Он открыл глаза и долго смотрел на первую страницу рукописи, где чёрными буквами стояло:
«К тому часу, когда ты это дочитаешь, я, возможно, ещё буду жива, но для тебя это уже ничего не изменит».
В кухне было слышно, как капает в раковину плохо закрученный кран. За стеной коротко кашлянули. Потом лифт где-то внизу дёрнулся и пошёл вверх с тем дребезжащим металлическим звуком, который в старых домах всегда похож на чужое позднее возвращение. Матвей слушал всё это так, будто жил здесь впервые.
Папка лежала перед ним тяжёлая, чужая, уже властная. Он осторожно перевернул следующую страницу и вдруг поймал себя на том, что боится не того, что ещё прочтёт, а того, кого в конце концов увидит за этим голосом.
Потому что этот человек, кем бы он ни был, знал его лучше, чем следовало одному человеку знать другого.
И что было хуже всего — он, возможно, видел этого человека много раз. Слышал. Отвечал ему. Кивал. Проходил мимо.
И не заметил.
Глава вторая. Девочка из бедного двора
Я росла в таком дворе, где дети раньше времени узнают не зло, а тесноту. Зло ещё требует события, а теснота существует всегда: в комнате, где днём сушится бельё, а ночью спят двое; в кухне, где чайник свистит не к ужину, а к вечной спешке; в коридоре, где зимой пахнет мокрыми валенками, щами и чем-то кислым, что никогда уже не выветрится. Наш дом в Лавринске стоял буквой П, с облупленной жёлтой штукатуркой и чёрными от сырости арками. Двор был узкий, колодцем, так что солнце, если и попадало туда, то ненадолго и как будто по ошибке.

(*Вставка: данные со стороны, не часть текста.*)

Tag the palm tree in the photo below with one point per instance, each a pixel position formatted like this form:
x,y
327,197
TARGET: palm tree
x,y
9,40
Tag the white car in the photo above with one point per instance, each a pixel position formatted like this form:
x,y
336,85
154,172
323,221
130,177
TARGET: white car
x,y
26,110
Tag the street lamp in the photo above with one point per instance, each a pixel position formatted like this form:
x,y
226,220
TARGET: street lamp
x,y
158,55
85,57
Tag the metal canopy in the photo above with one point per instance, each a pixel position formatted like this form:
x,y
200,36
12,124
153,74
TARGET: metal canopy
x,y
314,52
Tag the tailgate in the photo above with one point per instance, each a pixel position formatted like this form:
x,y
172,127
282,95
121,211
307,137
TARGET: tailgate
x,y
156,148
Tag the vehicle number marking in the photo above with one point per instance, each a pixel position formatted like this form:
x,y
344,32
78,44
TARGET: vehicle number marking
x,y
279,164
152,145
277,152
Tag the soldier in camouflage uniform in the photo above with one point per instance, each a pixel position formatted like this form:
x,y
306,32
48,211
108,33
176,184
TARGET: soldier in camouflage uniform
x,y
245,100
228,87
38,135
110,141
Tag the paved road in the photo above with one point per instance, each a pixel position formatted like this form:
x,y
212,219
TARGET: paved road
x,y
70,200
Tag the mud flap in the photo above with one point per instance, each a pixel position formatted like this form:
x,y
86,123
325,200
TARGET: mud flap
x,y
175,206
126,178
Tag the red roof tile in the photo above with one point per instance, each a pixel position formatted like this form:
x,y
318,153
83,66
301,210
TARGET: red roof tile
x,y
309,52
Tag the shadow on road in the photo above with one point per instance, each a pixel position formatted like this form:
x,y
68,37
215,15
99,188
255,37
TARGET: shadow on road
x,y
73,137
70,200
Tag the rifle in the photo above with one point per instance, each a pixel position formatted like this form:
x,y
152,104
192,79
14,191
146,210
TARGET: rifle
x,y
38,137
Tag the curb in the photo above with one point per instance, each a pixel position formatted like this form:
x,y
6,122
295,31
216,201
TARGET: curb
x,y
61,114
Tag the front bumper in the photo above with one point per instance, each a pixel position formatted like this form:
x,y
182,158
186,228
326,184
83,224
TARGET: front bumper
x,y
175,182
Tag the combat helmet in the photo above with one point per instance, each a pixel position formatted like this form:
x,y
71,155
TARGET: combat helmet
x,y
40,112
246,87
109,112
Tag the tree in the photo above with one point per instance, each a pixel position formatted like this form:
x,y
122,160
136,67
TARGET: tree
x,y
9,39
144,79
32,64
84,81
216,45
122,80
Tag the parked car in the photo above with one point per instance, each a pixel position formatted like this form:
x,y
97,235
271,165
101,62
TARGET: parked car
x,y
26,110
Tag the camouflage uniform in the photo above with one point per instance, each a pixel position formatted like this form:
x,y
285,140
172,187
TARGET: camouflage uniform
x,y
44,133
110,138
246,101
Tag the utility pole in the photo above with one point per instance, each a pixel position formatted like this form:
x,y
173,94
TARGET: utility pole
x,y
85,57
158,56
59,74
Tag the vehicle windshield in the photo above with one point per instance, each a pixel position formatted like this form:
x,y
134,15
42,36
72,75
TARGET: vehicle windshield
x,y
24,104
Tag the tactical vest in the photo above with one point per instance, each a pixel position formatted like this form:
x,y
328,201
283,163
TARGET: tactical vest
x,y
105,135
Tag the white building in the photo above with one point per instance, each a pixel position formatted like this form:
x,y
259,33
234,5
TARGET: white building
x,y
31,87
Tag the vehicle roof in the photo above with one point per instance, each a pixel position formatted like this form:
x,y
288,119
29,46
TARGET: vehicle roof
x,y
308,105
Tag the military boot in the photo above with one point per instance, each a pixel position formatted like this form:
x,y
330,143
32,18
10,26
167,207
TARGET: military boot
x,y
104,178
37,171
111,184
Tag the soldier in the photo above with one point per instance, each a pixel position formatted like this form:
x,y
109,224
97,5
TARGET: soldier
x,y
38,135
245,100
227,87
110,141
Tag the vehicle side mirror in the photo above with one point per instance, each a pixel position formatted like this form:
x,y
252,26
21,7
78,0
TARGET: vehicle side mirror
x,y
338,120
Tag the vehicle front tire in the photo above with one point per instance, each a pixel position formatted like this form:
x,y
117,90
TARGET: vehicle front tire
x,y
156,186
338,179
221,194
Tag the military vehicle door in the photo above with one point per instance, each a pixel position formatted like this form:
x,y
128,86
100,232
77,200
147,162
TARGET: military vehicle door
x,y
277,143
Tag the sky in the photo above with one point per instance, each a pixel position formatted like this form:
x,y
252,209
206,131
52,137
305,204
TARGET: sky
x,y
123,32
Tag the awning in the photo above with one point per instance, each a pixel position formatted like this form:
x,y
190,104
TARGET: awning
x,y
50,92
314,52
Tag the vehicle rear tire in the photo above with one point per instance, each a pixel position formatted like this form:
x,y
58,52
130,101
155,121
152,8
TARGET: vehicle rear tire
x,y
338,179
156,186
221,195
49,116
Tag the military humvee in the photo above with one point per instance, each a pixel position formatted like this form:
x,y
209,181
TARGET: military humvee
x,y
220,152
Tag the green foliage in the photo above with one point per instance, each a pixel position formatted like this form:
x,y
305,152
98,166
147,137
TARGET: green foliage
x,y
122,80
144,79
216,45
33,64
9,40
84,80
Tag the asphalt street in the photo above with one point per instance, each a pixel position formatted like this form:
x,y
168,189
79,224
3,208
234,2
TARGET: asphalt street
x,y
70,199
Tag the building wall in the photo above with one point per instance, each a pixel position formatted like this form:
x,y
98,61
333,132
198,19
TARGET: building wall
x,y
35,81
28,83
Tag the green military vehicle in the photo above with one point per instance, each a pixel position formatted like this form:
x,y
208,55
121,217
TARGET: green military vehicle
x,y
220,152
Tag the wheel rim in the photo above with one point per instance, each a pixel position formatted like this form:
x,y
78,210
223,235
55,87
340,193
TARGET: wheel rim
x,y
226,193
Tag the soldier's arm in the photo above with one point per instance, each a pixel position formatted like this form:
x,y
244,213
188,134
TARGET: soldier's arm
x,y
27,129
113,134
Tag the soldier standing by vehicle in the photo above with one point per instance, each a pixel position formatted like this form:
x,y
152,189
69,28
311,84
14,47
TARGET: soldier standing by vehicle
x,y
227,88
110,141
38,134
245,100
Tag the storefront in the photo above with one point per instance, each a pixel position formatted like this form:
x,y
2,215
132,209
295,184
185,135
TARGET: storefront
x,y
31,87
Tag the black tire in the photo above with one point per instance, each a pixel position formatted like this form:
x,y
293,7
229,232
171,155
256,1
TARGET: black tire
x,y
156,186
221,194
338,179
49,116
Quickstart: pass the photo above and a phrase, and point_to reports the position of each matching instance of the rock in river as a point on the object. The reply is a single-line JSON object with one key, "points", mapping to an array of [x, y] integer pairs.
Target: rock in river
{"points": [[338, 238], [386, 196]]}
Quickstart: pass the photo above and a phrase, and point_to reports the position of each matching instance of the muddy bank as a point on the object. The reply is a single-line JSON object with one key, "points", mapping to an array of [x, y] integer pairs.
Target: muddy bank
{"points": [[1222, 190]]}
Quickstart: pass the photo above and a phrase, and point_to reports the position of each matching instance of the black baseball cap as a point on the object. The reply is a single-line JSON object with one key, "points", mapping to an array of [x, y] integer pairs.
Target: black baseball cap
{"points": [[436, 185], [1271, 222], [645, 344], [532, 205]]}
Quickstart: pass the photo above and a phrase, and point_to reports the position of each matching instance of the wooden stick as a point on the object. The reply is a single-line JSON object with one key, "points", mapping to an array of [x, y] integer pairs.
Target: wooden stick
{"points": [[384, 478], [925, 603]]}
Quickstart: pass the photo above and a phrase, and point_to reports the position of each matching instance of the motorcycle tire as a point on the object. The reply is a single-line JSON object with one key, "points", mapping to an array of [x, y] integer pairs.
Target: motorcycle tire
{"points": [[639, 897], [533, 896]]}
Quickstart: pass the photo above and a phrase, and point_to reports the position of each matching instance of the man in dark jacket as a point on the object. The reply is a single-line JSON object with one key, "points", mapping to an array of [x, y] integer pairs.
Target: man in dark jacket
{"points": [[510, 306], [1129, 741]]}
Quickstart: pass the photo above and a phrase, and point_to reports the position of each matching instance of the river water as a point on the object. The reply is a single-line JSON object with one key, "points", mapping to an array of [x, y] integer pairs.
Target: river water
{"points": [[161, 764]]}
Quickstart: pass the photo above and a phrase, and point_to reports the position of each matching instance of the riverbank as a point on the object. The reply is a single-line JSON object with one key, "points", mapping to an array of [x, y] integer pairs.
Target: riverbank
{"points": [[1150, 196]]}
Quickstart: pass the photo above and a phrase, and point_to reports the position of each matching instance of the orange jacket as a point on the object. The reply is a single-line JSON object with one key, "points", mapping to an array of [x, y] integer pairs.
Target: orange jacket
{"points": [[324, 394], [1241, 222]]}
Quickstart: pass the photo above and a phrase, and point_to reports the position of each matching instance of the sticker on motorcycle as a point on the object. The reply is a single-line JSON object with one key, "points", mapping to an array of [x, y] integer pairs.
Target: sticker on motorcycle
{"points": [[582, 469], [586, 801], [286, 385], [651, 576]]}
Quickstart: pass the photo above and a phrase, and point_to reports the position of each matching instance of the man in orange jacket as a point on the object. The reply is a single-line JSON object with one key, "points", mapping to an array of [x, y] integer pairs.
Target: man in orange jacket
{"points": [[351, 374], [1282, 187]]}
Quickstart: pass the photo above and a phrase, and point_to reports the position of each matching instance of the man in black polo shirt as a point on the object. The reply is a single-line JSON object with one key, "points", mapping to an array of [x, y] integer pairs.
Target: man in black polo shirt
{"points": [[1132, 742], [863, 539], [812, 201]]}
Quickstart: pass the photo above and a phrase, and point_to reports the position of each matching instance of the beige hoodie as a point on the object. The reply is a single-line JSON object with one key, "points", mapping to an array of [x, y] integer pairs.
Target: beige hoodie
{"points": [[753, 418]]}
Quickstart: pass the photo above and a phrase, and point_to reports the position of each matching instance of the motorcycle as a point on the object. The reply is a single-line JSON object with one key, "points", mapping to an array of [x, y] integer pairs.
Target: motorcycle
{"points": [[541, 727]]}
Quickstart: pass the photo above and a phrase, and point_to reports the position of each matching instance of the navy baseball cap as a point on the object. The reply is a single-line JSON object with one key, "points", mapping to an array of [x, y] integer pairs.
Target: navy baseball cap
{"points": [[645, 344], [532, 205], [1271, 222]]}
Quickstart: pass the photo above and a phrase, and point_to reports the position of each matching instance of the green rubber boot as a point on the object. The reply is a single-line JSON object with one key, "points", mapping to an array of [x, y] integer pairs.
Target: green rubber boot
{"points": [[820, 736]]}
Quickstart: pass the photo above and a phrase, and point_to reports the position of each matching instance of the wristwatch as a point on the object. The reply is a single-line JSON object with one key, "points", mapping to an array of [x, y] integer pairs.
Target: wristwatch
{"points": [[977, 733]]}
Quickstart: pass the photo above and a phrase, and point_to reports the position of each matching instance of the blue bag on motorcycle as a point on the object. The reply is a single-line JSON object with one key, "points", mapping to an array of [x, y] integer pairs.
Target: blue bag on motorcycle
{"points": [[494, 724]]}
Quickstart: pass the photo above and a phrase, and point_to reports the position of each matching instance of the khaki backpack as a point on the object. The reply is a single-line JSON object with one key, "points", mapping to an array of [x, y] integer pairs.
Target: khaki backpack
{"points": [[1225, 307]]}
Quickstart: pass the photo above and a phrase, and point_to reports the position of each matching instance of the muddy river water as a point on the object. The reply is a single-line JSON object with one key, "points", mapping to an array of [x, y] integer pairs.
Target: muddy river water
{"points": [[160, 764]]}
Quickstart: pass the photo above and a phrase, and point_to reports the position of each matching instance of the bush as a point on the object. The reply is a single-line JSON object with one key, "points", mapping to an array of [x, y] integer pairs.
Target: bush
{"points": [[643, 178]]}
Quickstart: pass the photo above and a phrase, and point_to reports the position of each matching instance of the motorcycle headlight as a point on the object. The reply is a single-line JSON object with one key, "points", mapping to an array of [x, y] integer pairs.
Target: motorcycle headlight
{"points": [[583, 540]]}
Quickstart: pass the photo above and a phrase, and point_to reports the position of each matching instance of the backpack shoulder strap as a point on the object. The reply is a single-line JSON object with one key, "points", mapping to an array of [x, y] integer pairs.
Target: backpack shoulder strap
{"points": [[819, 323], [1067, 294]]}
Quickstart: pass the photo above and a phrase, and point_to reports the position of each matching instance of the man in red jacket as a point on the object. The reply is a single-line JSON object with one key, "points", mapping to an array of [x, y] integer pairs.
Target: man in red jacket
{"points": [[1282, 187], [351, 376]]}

Я не думаю, что моё детство было несчастным. Для настоящего несчастья нужна мера, с которой сравниваешь. У нас меры не было. Была жизнь, как у всех вокруг: мать вставала в половине шестого, мылась ледяной водой, потому что горячую опять отключали, шла на остановку с сумкой, где лежали контейнер с котлетой и два куска хлеба, возвращалась в темноте, ставила на плиту кастрюлю, снимала платок, молчала, пока вода закипала. По субботам — очередь на рынке, по воскресеньям — стирка. Раз в месяц — разговоры о деньгах, которые начинались спокойно, а кончались у матери одним и тем же тихим, почти стыдливым словом: «Протянем». Она никогда не говорила: «Выживем». Для этого у неё было слишком мало театральности.